More Money, More Problems: Analyzing the Effects of PAC Money on U.S. Congress

Edmund Chitwood
Towards Data Science
10 min readNov 4, 2018

--

Summary

In 2010, the U.S. Supreme Court ruled that corporations and unions cannot constitutionally be prohibited from promoting the election of one candidate over another, in effect deregulating campaign finance. This decision in Citizens United v. Federal Election Commission was controversial and unpopular; 80 percent of Americans polled were opposed to the ruling. The outcome of Citizens United and the 2014 ruling in McCutcheon v. Federal Election Commission contributed to the current state of affairs in the U.S. where more and more money is pouring into congressional elections. The projected total cost of the 2018 midterm elections is nearly $5.2 billion dollars,¹ making it the most expensive ever.

This situation inspired a project in which I used natural language processing and machine learning techniques to model the topics of Tweets by current members of the U.S. Congress, and then analyzed how the amounts of PAC (Political Action Committee) money they receive to finance their campaigns affect what they Tweet about. What I found is that the more money members of Congress take from PACs to finance their campaigns, the less likely they are to Tweet about contentious political issues.² The following blog post puts this effort in context, provides an overview of the project and points to resources voters can use to inform themselves about incumbent members of Congress before voting day on November 6th.

Fast Facts

  • The projected total cost of the upcoming midterm elections is $5.2 billion dollars.
  • A tiny group (0.42 percent) of Americans contributed the majority (70.8 percent) of campaign contributions in 2018.
  • In 2015, 76 percent of Americans believed that money had a greater influence on politics than before.
  • Congress members spend 50 percent of their time fundraising.
  • Gallup polls show that Americans currently believe that the most important problem facing the United States is dissatisfaction with government and poor leadership.

Key Project Findings

  • The average U.S. Senator took over $2.5 million from PACs in during his or her last electoral campaign.³
  • The average member of the U.S. House of Representatives took over $600,000⁴ from PACs during the 2018 midterm elections.
  • The current members of Congress⁵ have Tweeted over 1.8 million times⁶ dating back to 2007.
  • Members of Congress whose Tweets are not politically contentious took an average of $80,000 more from PACs on during their last electoral campaigns.

Project Links

Congress on Twitter

Given the increasing amounts of money contributed to and spent on political campaigns, and the concern Americans have about the influence of money in politics, it should come as no surprise that Congress is unpopular; only 21 percent of Americans approve of the job Congress is doing. What do members of Congress have to say for themselves? Increasingly, they take to twitter to communicate directly with their bases. Senators Kamala Harris, Marco Rubio and Elizabeth Warren each have millions of followers on Twitter and have Tweeted thousands of times. Like many other members of Congress, they use their Twitter accounts as mediums to project their personalities and policy positions.

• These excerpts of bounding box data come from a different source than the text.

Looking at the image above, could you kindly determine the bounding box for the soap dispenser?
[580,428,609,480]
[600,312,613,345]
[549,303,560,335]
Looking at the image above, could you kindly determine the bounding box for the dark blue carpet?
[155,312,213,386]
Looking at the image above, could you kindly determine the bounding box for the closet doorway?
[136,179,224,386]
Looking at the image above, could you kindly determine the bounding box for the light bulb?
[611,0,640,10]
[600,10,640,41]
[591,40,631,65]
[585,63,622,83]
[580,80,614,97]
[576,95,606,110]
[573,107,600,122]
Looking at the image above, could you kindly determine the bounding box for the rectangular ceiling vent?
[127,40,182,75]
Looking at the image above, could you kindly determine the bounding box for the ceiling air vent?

The role social media played in the Arab Spring, and the Black Lives Matter the Me Too movements, presents abundant evidence that political discourse on social media has a real world, tangible effect. Furthermore, there is a growing body of academia devoted the Tweets of U.S. politicians. Such efforts include analysis concerning the presence of policy agenda in Tweets by members of state governments; what Congress is doing on Twitter; and the relationship between topics discussed by politicians and topics discussed by their followers. These efforts partially informed and inspired my analysis.

Analyzing the Tweets of Congress

To begin this effort, I used Jefferson Henrique’s GitHub repository ‘Get Old Tweets’ to collect all the Tweets from the official Twitter accounts⁷ of all active members of the 115th Congress. Henrique wrote the ‘Get Old Tweets’ project in Python, and it enabled me to bypass some of the restrictions of the Twitter API. In total I collected over 1.8 million Tweets from 522 member of the 115th Congress.⁸ I then used pandas to perform exploratory data analysis and clean the data, taking steps like investigating the numbers of Tweets by Congress members as well as engagement (e.g. Retweets, Likes) with those Tweets, and dropping Tweets which were too short to contain much meaning.

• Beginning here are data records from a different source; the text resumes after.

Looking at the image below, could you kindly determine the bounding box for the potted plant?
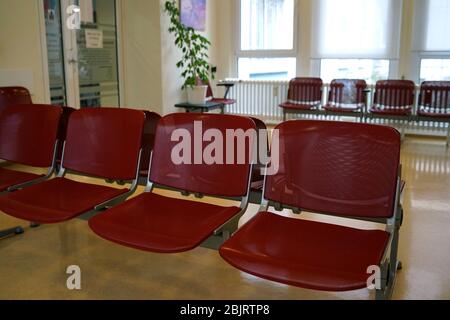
[165,0,215,104]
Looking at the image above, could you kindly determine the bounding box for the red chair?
[220,121,403,298]
[0,105,61,238]
[370,80,416,118]
[0,87,33,112]
[0,108,145,224]
[323,79,367,120]
[89,113,255,253]
[417,81,450,144]
[280,78,323,121]
[140,110,161,178]
[206,82,236,107]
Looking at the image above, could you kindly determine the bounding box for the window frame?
[233,0,299,78]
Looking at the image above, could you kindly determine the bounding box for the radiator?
[226,79,448,137]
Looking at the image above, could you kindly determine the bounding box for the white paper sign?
[85,29,103,49]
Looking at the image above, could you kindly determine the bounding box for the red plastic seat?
[220,121,400,298]
[0,87,33,113]
[89,113,255,253]
[0,168,44,192]
[89,193,241,253]
[0,105,61,192]
[280,78,323,116]
[0,178,128,224]
[370,80,416,117]
[220,212,389,291]
[0,108,145,223]
[323,79,367,114]
[417,81,450,119]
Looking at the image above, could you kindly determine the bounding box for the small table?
[175,101,225,114]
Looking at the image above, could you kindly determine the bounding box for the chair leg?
[0,227,25,239]
[445,122,450,148]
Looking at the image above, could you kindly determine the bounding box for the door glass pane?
[44,0,67,105]
[77,0,119,108]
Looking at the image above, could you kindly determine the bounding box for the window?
[238,0,296,80]
[320,59,389,83]
[413,0,450,82]
[312,0,401,83]
[420,59,450,82]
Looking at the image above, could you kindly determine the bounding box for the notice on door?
[85,29,103,49]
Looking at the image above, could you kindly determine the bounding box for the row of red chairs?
[280,78,450,122]
[0,105,403,298]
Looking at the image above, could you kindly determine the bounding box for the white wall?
[0,0,49,103]
[119,0,164,113]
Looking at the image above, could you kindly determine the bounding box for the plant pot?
[186,86,208,104]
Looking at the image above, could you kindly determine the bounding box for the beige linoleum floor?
[0,138,450,299]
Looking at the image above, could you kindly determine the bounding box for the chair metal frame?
[321,79,368,123]
[365,80,416,140]
[279,77,325,121]
[57,142,142,213]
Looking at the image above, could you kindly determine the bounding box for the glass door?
[44,0,67,105]
[44,0,120,108]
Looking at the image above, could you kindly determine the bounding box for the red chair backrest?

(The Tweet in the Dataset with the Most Likes and Retweets)

The following map presents an overview of the data by state and by the party of the Tweeter. The sizes of the circles reflect the number of Tweets and the colors represent the political party of the Tweeter. The sizes of the circles loosely correlate with the population sizes in each state. For example, there are a relatively large number of Tweets by members of Congress in California, New York and Texas. However, there are exceptions to that correlation. Vermont Senator Bernie Sanders has sent a relatively high number of Tweets, and his home state is therefore over represented.

After cleaning and exploring the data, I preprocessed it by using a Python library called Natural Language Toolkit. The steps I took to preprocess the text included removing punctuation and formatting (e.g. initial capitalization of words), tokenizing each Tweet (i.e. splitting the text of each Tweet into lists of individual words), removing stop words (i.e. words like myself, these and only which occur frequently and have little semantic meaning), and stemming the words. In addition, I used custom functions to remove links, hashtags and mentions.

(Example Tweets Before and After Preprocessing)

The final step before performing topic modeling on the Tweets was to transform the shape of the preprocessed corpus of text. To do this, I used scikit-learn’s count vectorizer, which outputs a matrix whose columns correspond to the unique words in the corpus of text and whose rows correspond to each individual Tweet. This process enabled comparison of each Tweet against the entire set of Tweets. I then transposed the matrix so that it was in term-document format and ready for topic modeling.

Topic modeling is a machine learning/natural language processing method that relies on statistical means to derive meaning from text on the basis of the frequency of word occurrences at both the document and corpus level. There are a variety of methods to model the topics of text, including both supervised and unsupervised methods of machine learning.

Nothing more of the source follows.